DinTucker: Scaling Up Gaussian Process Models on Large Multidimensional Arrays
DOI:
https://doi.org/10.1609/aaai.v30i1.10222Keywords:
Large Scale Tensor Decomposition, Multidimensional array analysis, Distributed Tensor Decomposition, Map-Reduce, Gaussian Process, Nonlinear Tensor Decomposition, Local Gaussian ProcessAbstract
Tensor decomposition methods are effective tools for modelling multidimensional array data (i.e., tensors). Among them, nonparametric Bayesian models, such as Infinite Tucker Decomposition (InfTucker), are more powerful than multilinear factorization approaches, including Tucker and PARAFAC, and usually achieve better predictive performance. However, they are difficult to handle massive data due to a prohibitively high training cost.

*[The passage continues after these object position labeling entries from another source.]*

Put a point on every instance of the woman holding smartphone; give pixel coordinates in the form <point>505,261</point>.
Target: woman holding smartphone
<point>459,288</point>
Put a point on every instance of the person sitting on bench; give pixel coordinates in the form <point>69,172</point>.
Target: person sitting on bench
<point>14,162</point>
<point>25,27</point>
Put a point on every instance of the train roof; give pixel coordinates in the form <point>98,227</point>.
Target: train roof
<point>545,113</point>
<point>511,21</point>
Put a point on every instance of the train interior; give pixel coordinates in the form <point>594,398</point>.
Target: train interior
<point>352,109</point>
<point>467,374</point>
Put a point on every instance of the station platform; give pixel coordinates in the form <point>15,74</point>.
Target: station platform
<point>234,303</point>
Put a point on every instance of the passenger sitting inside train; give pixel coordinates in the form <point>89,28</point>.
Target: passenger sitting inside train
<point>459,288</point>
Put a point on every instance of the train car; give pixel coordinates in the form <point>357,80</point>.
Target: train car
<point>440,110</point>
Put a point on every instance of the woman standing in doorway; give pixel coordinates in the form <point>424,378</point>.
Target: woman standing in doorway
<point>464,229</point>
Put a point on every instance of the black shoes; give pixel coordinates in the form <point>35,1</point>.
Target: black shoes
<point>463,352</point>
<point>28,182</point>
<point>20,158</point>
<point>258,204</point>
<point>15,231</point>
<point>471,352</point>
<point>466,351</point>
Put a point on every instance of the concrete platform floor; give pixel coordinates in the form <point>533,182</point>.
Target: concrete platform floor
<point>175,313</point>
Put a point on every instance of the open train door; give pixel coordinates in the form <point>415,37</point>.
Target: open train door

To address this limitation, we propose Distributed infinite Tucker (DinTucker), a new hierarchical Bayesian model that enables local learning of InfTucker on subarrays and global information integration from local results. We further develop a distributed stochastic gradient descent algorithm, coupled with variational inference for model estimation. In addition, the connection between DinTucker and InfTucker is revealed in terms of model evidence. Experiments demonstrate that DinTucker maintains the predictive accuracy of InfTucker and is scalable on massive data: On multidimensional arrays with billions of elements from two real-world applications, DinTucker achieves significantly higher prediction accuracy with less training time, compared with the state-of-the-art large-scale tensor decomposition method, GigaTensor.